Après Rabat 2010 et Gaborone 2014 des Jeux Africains de la Jeunesse, aujourd'hui, l'Algérie abrite l'édition 2018. Approximativement à un millier d'athlètes, filles et garçons, rivalisent dans 30 sports, certains pour la qualification aux Jeux Olympiques d'Hivers de Buenos Aires (octobre 2018). Les jeunes Comoriens, engagés à l'Athlétisme, à l'Haltérophilie et au Karaté n'ont pas encore apparu au tableau des médailles. Un regroupement de trois jours, effectué à l'Injs de Moroni, suffit t-il pour préparer des athlètes crédibles et compétiteurs ?
Pour rappel, les Jeux Africains de la Jeunesse sont une compétition du continent, multi-sportive. Le regroupement a lieu tous les quatre ans. L'organisation varie d'un pays à l'autre. L'édition inaugurale s'était déroulée au Maroc en 2010, la 2e, au Botswana en 2014. Actuellement, l'édition 2018 de ce prestigieux rendez-vous sportif du continent bat son plein en l'Algérie. Cinquante quatre pays se mesurent dans une trentaine de disciplines sportives différentes. Filles et garçons ambitionnent deux objectifs, d'abord le podium, ensuite les tickets pour les Jeux Olympiques d'Hivers, prévus en Argentine en octobre prochain.
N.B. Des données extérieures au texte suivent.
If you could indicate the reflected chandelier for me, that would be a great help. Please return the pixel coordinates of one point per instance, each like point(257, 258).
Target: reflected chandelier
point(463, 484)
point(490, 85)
« Actuellement, le jeune haltérophile Nizam Maoulida a battu son propre record des Comores. Pour nous, c'est un succès. Les autres disciplines pourront ne pas décevoir. Soyons patients », explique Abou Mze Hamadi, entraîneur en Haltérophilie. Nizam Maoulida souffle à peine sa 17e bougie. Il savoure sa 1ère participation internationale. Pourtant, il s'est distingué dans sa discipline : en arraché (40 kg) et en épaule jeté (42 kg). « C'est un athlète sans aucune expérience de haut niveau. Nous devons l'encourager », conclut son coach. Les jeunes autres compétiteurs, coureurs et Karaté-man, dépêchés pour défendre le flambeau national, pourront réussir comme nos voisins de l'Océan indien (Djibouti, Madagascar, Maurice, et Seychelles) qui goûtent pour l'heure des médailles.
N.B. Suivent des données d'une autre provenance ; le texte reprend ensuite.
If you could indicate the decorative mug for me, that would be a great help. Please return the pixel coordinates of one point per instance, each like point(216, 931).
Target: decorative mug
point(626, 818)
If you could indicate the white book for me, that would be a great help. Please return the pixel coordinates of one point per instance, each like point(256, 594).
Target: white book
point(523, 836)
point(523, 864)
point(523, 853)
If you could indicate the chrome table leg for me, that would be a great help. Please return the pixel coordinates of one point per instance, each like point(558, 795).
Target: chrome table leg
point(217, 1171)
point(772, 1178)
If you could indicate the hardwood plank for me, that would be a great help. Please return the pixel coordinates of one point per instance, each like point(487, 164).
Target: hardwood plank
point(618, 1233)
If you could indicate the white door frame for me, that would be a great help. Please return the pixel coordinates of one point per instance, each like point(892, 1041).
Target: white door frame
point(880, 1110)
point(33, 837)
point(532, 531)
Athlètes comoriens, tète basse
Leurs représentants jouissent des médailles d'Or, d'Argent et de Bronze. En Algérie. Mais, si les jeunes athlètes comoriens, filles et garçons, sont au tâtonnement technique, en termes de moisson des médailles, ces Jeux Africains de la Jeunesse d'Alger présentent pour eux une belle opportunité pour découvrir les techniques des adversaires, comparer le mode de préparation des uns et des autres, enfin acquérir des expériences pratiques continentales. Un regroupement de trois jours, tenu à l'Injs de Moroni, va-t-il suffire pour mettre en place des compétitrices et compétiteurs aguerris et conquérants ?Les ambassadeurs comoriens de moins de 18 ans n'ont disposé que de trois jours de préparation et d'encadrement technique, faute de moyens. Alors, ils peuvent perdre peut-être des médailles, mais non la bataille.